Every row in this post reproduces with the same --release-core command the release uses:

dotnet run -c Release `
    --project .\tests\CSharpDB.Benchmarks\CSharpDB.Benchmarks.csproj `
    -- --release-core --repeat 3 --repro

Or target individual surfaces:

# Durable ingest sweep (B1, B100, B1000, B10000)
dotnet run -c Release --project .\tests\CSharpDB.Benchmarks\CSharpDB.Benchmarks.csproj `
    -- --durable-sql-batching --repeat 3 --repro

# Concurrent durable writes (W4/W8 with and without batch window)
dotnet run -c Release --project .\tests\CSharpDB.Benchmarks\CSharpDB.Benchmarks.csproj `
    -- --concurrent-write-diagnostics --repeat 3 --repro

# Same-machine SQLite comparison
dotnet run -c Release --project .\tests\CSharpDB.Benchmarks\CSharpDB.Benchmarks.csproj `
    -- --sqlite-compare --repeat 3 --repro

Absolute numbers will vary with your CPU, disk, and filesystem. The ratios should be stable — if they move significantly, open an issue on the repo with the runner details and the release guardrail output.

Closing Thoughts

The two v3.3.0 themes are deliberately paired. The durable-write performance work makes WriteOptimized a meaningfully stronger default for ingest-heavy workloads, and the new connection-string surface means ADO.NET and EF Core users can reach for that preset without leaving their provider of choice. No new APIs are required on the write path itself — PrepareInsertBatch is still the bulk-load API, and the same four levers from the benchmark-driven guide still get you to the headline number.
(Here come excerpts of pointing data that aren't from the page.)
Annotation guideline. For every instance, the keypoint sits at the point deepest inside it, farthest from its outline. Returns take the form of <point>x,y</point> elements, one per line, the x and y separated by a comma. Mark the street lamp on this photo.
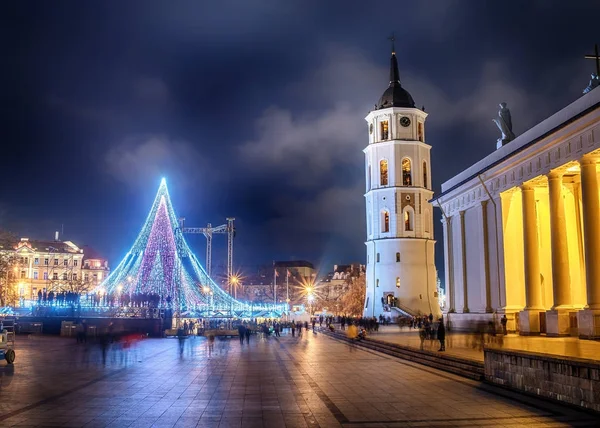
<point>310,298</point>
<point>234,280</point>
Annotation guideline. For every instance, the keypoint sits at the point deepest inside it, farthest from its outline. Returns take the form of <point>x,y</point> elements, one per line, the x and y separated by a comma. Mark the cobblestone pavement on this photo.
<point>314,381</point>
<point>469,345</point>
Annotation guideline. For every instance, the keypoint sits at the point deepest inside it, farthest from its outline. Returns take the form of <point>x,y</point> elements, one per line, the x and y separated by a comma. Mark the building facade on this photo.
<point>45,266</point>
<point>95,268</point>
<point>400,269</point>
<point>522,229</point>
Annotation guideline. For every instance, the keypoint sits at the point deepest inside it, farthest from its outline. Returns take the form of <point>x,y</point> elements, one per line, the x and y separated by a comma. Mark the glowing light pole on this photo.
<point>234,281</point>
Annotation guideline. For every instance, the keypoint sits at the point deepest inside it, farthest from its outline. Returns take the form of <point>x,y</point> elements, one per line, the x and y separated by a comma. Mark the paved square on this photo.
<point>314,381</point>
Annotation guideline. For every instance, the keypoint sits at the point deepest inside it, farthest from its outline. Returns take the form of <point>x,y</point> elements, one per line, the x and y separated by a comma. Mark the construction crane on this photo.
<point>208,232</point>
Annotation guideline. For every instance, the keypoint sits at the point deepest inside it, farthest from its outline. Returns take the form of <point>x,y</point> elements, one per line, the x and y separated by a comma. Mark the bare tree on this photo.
<point>9,266</point>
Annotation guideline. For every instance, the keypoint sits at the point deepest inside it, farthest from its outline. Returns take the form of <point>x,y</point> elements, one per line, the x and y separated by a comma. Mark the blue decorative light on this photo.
<point>160,264</point>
What is not in v3.3.0 is just as important: no changes to default batch windows, no changes to default commit policy, and no promises around the hot insert auto-commit path (which still benefits most from explicit WriteTransaction use). Those remain workload-specific questions with workload-specific answers, and the benchmark suite is there to help you answer them for your own machine.